Se preparó otra taza. Registró el cuarto trasero, agobiante y estrecho, que parecía haber servido de cocina, en busca de algo comestible. Encontró unas latas de conserva. Calentó dos en una cazuela no demasiado limpia colocada sobre un hornillo portátil. Comió con avidez. Al finalizar volvió a ocupar su lugar junto a la ventana.

Cuando se incorporó, el reloj que había junto a la vitrina de los vasos marcaba el mediodía. Por una puerta señalizada que conducía a los servicios, accedió a una escalera estrecha. La vivienda del piso de arriba estaba abierta. Comenzó a buscar ropa adecuada. Evidentemente la había habitado una mujer sola. Bajó la escalera con las manos vacías.

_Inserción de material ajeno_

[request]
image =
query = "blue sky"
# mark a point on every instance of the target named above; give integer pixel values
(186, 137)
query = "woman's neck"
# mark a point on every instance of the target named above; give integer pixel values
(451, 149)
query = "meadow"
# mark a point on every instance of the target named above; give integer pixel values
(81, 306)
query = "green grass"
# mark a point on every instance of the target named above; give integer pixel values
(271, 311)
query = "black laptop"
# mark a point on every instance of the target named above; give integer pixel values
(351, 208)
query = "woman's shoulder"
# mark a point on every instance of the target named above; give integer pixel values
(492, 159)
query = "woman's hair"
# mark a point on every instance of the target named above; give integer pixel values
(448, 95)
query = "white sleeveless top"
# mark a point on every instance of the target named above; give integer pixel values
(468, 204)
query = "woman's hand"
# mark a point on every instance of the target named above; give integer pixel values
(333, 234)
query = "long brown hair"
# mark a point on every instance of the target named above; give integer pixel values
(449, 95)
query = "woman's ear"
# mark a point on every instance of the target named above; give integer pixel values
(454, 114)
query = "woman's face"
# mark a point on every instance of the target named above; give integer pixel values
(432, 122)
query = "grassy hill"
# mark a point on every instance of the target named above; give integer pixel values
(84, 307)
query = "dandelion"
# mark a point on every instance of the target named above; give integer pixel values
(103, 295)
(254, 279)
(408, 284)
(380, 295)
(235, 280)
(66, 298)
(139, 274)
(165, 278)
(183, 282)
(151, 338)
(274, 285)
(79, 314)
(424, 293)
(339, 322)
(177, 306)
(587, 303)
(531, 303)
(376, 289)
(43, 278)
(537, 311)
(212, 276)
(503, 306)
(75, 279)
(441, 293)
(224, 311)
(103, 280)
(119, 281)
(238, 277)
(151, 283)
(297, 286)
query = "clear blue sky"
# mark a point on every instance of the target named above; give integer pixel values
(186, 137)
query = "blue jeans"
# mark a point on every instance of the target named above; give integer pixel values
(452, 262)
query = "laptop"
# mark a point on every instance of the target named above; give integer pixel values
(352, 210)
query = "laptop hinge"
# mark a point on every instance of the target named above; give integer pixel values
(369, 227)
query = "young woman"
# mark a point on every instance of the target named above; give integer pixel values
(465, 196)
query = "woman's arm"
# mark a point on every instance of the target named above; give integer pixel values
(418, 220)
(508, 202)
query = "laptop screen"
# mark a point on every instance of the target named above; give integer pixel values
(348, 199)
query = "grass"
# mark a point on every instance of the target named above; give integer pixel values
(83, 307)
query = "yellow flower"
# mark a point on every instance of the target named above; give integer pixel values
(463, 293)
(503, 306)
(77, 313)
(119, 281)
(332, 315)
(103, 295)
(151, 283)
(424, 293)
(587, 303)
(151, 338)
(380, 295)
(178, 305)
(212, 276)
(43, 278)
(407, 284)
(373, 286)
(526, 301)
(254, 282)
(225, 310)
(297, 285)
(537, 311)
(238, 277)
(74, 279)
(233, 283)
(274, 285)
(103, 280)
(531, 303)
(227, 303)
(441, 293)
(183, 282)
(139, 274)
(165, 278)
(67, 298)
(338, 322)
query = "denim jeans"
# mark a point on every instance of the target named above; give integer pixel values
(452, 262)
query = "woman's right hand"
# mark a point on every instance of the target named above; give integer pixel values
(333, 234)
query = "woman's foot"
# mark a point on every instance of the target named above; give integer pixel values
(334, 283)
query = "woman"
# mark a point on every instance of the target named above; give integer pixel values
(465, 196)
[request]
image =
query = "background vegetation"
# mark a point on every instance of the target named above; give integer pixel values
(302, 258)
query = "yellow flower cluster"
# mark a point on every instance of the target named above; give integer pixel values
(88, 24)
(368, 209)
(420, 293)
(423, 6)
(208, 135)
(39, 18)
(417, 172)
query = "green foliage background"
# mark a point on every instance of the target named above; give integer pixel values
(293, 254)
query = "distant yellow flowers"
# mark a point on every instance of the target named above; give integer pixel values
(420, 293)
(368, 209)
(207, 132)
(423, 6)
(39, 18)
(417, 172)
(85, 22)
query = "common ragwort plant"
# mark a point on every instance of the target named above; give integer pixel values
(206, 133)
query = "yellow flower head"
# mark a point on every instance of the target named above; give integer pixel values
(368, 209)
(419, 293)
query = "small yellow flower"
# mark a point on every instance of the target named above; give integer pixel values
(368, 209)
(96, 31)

Después de dejar en la pizarra del menú una nota con la fecha, abrió la puerta del café, encendió la moto y se incorporó a la carretera. La lluvia golpeaba su rostro. Miró a izquierda y derecha. Nada se movía, salvo la lluvia clavándose en los charcos.

En la tienda de deportes cogió un casco para protegerse de los peligros del trayecto y sobre todo de las inclemencias del tiempo. También se puso una protección contra la lluvia de cuerpo entero de plástico transparente. Esto no eliminó los daños ya causados, de modo que estuvo a punto de meterse en otras viviendas para librarse de la ropa mojada. Sin embargo su deseo de largarse de aquellos parajes fue más fuerte.

En el pasado también había vivido días igual de solitarios. Llovía sin parar, la niebla estaba suspendida sobre los campos, sobre las calles, entre las casas, hacía demasiado frío para esa estación del año. Nadie salía por su propia voluntad. Había amado esos días cuando permanecía tumbado en casa bien calentito delante del televisor, y le ponían de mal humor cuando una suerte adversa le obligaba a salir a la calle. Pero en esa región, con las montañas, las severas coniferas, los hoteles abandonados y los parques infantiles vacíos, tenía la sensación de que el paisaje intentaba atraparlo. Y de que si no se apresuraba, sería incapaz de marcharse de allí.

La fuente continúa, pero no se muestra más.